Here, we turn to The Nation's David Klion, who says, in the second revelatory statement of the thread (emphasis added), "It’s like... imagine how 2016 felt, except this time we also like the candidate and they won by an even bigger popular margin. I already think the constitutional order is indefensible! And I’m regularly shocked that not every other thinking person does!"

A-ha! And there it is.

Some Bernie fans simply can't fathom that a large segment of the Women's March protestors were motivated by actually liking Hillary Clinton.  So, a Bernie March in 2020, they believe, would be different and special and effective because people like Bernie, unlike History's Greatest Monster Hillary Clinton, and people would therefore see it as America's Greatest Travesty if Bernie won the popular vote but lost the electoral college to Trump. And, they - The Left - are serious, important political actors in the world, unlike the - from their perspective - vapid wine moms who marched in their ridiculous pink pussy hats hashtag resistance.
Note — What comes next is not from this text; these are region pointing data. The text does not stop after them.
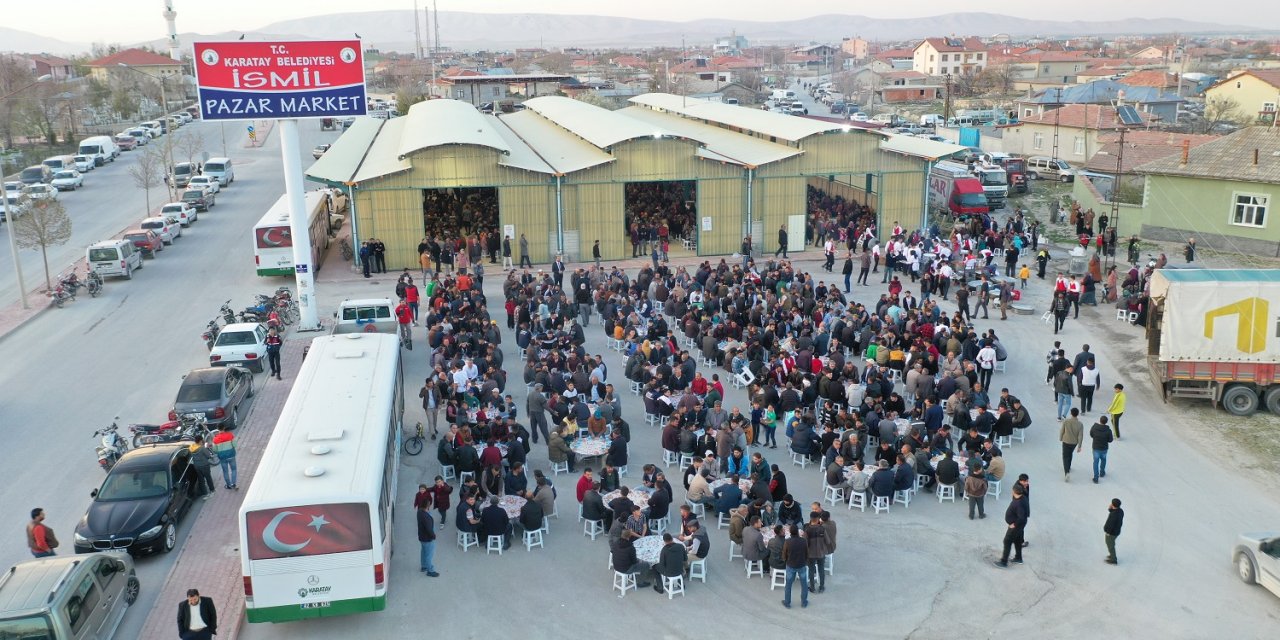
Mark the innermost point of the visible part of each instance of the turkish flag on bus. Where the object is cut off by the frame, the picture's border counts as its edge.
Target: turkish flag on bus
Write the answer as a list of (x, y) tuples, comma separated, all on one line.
[(309, 530)]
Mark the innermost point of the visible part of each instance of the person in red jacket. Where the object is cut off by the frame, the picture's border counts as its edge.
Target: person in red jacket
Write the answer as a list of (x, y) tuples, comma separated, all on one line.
[(584, 484)]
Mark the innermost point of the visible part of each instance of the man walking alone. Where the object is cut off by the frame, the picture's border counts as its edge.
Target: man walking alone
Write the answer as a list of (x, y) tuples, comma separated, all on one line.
[(1115, 521)]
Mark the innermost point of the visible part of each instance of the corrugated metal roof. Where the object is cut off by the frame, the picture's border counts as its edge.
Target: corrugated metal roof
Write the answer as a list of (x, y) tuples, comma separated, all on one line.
[(722, 144), (1229, 158), (592, 123), (434, 123), (1214, 275), (343, 158), (383, 156), (565, 151), (520, 155), (919, 147), (766, 123)]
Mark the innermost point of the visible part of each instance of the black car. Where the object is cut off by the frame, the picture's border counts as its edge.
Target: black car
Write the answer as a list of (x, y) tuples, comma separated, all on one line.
[(138, 506), (218, 393)]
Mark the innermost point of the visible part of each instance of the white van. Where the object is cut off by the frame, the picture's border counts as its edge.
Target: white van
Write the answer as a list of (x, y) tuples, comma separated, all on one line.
[(219, 169), (103, 149), (368, 315), (76, 597), (114, 257), (1047, 168)]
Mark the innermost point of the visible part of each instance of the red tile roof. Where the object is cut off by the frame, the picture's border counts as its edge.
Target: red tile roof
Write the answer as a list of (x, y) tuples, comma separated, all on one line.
[(135, 58), (945, 45), (1080, 117)]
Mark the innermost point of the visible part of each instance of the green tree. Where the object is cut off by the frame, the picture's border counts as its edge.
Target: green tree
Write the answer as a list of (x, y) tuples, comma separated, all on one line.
[(45, 225)]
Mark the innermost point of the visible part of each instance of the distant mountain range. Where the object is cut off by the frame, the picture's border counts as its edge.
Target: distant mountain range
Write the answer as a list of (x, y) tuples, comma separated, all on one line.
[(393, 30)]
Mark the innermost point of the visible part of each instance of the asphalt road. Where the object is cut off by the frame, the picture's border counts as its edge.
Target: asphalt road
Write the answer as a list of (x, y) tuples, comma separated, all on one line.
[(69, 370), (923, 571)]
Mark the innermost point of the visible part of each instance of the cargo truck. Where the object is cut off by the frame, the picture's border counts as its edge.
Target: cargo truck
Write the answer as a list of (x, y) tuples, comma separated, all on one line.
[(955, 190), (1215, 334)]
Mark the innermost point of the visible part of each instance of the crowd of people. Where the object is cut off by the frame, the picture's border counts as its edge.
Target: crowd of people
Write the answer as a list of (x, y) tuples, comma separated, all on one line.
[(657, 211)]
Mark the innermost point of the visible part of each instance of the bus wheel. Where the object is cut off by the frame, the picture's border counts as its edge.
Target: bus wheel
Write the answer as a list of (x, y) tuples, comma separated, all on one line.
[(1240, 401)]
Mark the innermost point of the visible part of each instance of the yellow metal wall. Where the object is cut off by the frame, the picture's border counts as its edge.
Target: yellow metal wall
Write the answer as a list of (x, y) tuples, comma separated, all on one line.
[(723, 202), (533, 210)]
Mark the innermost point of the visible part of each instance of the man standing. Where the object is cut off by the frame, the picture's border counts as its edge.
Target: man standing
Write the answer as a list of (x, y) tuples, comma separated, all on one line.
[(273, 351), (1015, 516), (795, 556), (524, 252), (1116, 408), (224, 446), (40, 536), (1101, 435), (426, 535), (197, 618), (1115, 520), (1072, 434)]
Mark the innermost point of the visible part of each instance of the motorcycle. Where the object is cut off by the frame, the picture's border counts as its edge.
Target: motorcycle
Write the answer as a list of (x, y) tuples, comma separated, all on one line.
[(94, 282), (228, 315), (188, 426), (210, 334), (112, 447)]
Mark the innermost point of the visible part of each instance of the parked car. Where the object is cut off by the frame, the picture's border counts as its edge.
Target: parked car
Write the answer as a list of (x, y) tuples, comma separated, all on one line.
[(54, 598), (85, 164), (145, 241), (199, 199), (1257, 560), (41, 191), (161, 227), (68, 181), (240, 343), (218, 393), (141, 502), (182, 211), (205, 182)]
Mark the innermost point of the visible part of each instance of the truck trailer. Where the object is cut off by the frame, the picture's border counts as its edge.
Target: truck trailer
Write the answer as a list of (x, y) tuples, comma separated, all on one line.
[(1215, 334)]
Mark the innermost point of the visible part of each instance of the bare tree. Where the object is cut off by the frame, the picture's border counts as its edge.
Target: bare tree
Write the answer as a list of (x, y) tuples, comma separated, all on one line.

To that point, in retrospect, I will just offer my opinion that it was quite possibly the Bernie-adjacent consolidation of leadership over the national Women's March brand that has dampened its reach and effectiveness over the past 3+ years. Regardless of the leadership's motivations, which I do not know, it became hard to trust a movement that appeared to be trying to funnel progressive women's support, not toward general progressive politics and progressive female candidates, but toward a polarizing man's 2020 presidential campaign (Bernie Sanders. I'm talking about Bernie Sanders).

But, from a bigger picture, "Vote for Bernie in the primary, so he can lead mass protests after he loses to Trump" is not actually the ringing endorsement one might think it is.

The electoral college should be abolished. We need an actual plan and path to make that happen, not vague, regressive mumbling among leftists about how an old cranky male politician's likeability will cause the revolution.